Students at the University of California at Davis are limiting the amount of high-risk drinking they participate in as a result of a major prevention initiative, a new survey concludes.

UC Davis' Safe Party Initiative focused on reducing alcohol-related problems at off-campus parties; students participating in a 2003 survey said roughly one-third of alcohol-related problems take place at such parties. The program included outreach efforts, a program website, and messages targeting incoming students, student-athletes, and members of fraternities and sororities.

A recent campus survey showed that binge drinking -- defined as consuming five or more drinks at a sitting for men, and four or more drinks for women -- has decreased from 31 percent to 20 percent over the four years the program has been in place. The survey also showed that underage drinking fell from 55 percent to 47 percent, and that the occurance of student drinking with the intention of getting drunk or intoxicated dropped 10 percent.

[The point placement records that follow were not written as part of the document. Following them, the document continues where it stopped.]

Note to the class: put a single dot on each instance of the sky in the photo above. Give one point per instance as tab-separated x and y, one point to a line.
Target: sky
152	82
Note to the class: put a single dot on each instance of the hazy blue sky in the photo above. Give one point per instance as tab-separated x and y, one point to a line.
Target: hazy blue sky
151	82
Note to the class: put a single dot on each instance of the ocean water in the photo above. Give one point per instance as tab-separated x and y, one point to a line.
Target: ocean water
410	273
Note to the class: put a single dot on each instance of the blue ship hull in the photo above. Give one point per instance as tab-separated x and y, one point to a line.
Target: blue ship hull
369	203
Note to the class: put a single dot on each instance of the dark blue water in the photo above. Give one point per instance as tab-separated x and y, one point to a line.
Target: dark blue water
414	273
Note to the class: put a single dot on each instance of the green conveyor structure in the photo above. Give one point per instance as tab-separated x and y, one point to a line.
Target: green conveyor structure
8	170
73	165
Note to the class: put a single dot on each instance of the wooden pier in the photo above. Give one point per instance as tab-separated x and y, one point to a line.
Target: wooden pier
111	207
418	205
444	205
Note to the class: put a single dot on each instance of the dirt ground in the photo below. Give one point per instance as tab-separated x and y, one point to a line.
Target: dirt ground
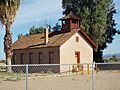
102	81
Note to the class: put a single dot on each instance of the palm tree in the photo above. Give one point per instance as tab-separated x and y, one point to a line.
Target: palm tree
8	10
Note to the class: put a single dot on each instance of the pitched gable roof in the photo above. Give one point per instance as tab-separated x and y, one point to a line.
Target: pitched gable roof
55	39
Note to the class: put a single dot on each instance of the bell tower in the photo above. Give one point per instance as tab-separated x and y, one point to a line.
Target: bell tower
70	22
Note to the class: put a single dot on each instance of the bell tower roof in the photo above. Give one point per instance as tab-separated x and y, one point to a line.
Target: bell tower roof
70	22
69	16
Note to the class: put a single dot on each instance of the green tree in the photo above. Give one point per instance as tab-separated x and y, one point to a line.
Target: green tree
8	10
96	19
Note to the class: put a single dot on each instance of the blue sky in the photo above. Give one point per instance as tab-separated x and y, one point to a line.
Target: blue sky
36	12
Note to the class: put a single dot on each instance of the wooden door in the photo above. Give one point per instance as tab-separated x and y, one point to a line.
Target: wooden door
77	56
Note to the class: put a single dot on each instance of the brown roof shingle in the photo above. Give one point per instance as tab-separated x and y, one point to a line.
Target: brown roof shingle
37	41
55	39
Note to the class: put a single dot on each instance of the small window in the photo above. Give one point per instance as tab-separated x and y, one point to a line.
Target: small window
77	39
50	57
40	57
22	58
30	58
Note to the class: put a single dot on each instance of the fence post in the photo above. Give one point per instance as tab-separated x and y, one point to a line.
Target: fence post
93	76
27	77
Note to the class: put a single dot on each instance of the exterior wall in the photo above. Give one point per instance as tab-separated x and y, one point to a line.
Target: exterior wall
68	49
35	59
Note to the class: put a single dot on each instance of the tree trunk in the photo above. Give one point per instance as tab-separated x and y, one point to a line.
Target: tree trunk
8	47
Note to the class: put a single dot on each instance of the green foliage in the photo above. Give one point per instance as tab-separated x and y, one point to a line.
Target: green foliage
96	19
19	35
114	59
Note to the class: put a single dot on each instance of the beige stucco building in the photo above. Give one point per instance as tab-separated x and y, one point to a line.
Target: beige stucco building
71	45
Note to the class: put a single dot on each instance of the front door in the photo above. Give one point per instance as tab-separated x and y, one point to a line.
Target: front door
77	57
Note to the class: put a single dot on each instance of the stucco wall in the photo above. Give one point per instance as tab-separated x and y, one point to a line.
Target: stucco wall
68	49
35	59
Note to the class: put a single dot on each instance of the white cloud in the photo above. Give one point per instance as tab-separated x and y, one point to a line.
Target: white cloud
38	11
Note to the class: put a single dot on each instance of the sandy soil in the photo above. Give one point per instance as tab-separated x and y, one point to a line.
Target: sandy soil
102	81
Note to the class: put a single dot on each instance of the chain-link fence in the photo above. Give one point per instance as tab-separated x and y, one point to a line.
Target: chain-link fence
94	76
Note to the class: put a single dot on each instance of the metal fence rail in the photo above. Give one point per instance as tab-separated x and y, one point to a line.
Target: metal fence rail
88	76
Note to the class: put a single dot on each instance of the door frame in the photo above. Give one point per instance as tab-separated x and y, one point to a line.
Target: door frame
77	55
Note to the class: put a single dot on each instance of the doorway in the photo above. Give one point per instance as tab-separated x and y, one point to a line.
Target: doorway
77	57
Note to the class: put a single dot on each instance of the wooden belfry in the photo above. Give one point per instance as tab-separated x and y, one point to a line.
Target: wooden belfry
70	22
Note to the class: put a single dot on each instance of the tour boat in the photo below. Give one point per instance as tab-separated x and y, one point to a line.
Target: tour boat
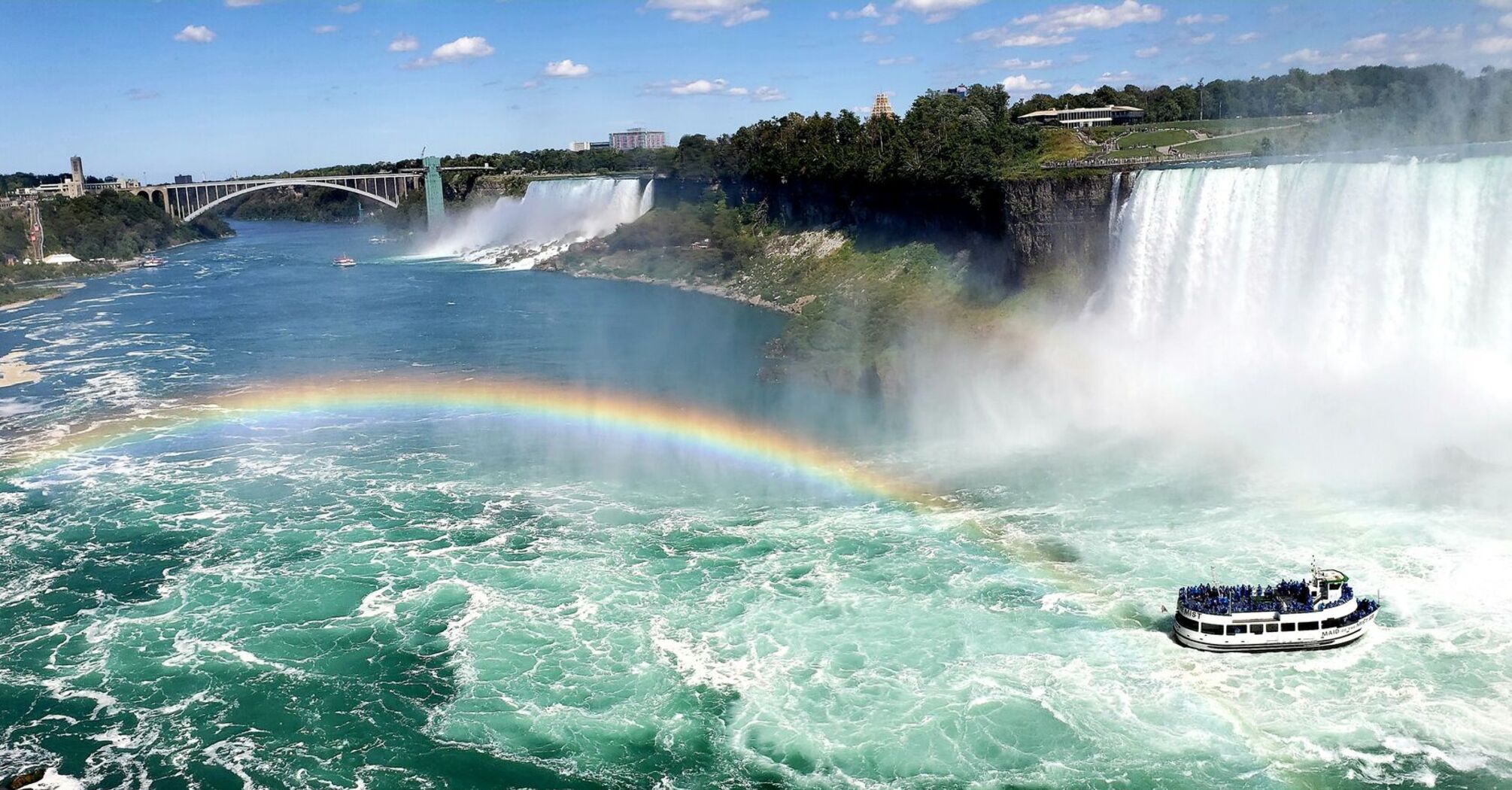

"As a community, we have worked together and made a real difference in this problem," said Michelle Famula, director of Student Health Services at UC Davis.

COMMENTS ON THIS ARTICLE:

Posted by JD on 20 Apr 09 10:18 AM EDT
Excellant! Any type of pro-active program that teaches responsible alcohol consumption is a good idea. I made my two college aged children read: Clear Thinking When Drinking: The Handbook for Responsible Alcohol Consumption, which sets clearly defined guidelines.

Posted by George in Westwood on 20 Apr 09 04:17 PM EDT
This sounds like the old Social Norms program. Just what part of "if you are under 21, possession/consumption of alcohol is against the law" do they not understand, or is the law different in California? Is there a social host liability law in CA?

Posted by John Jung on 20 Apr 09 06:06 PM EDT
Sounds as if the study relied on annual (repeated) self-reports of drinking. Declines may be partially due to socially desirable responses. Were there any correlated declines on other indicators such as vandalism, public intoxication, aggression under the influence, driving under the influence, etc? If so, reporting them would help corroborate the self reported drinking declines.

Posted by Mark F on 21 Apr 09 12:20 PM EDT
The News Summary uses Study and survey interchangeably, despite the fact that no details of the study methodology were presented. If cross-sectional survey 1 occurred 2 weeks after spring break and survey 2 occurred 2 weeks before spring break, I could imagine such results without any intervention.

Posted by mhb on 03 May 09 09:13 PM EDT
I would love to see multiple colleges launch various differently designed pilot programs aimed at making a real dent with this population. I was at a college campus last weekend where the students explained to me there is zero prevention or concern unless you get caught, that the college's attitude is that if you get caught that is how they know you have a problem. If you don't get caught, have a fine time, you obviously don't have a problem.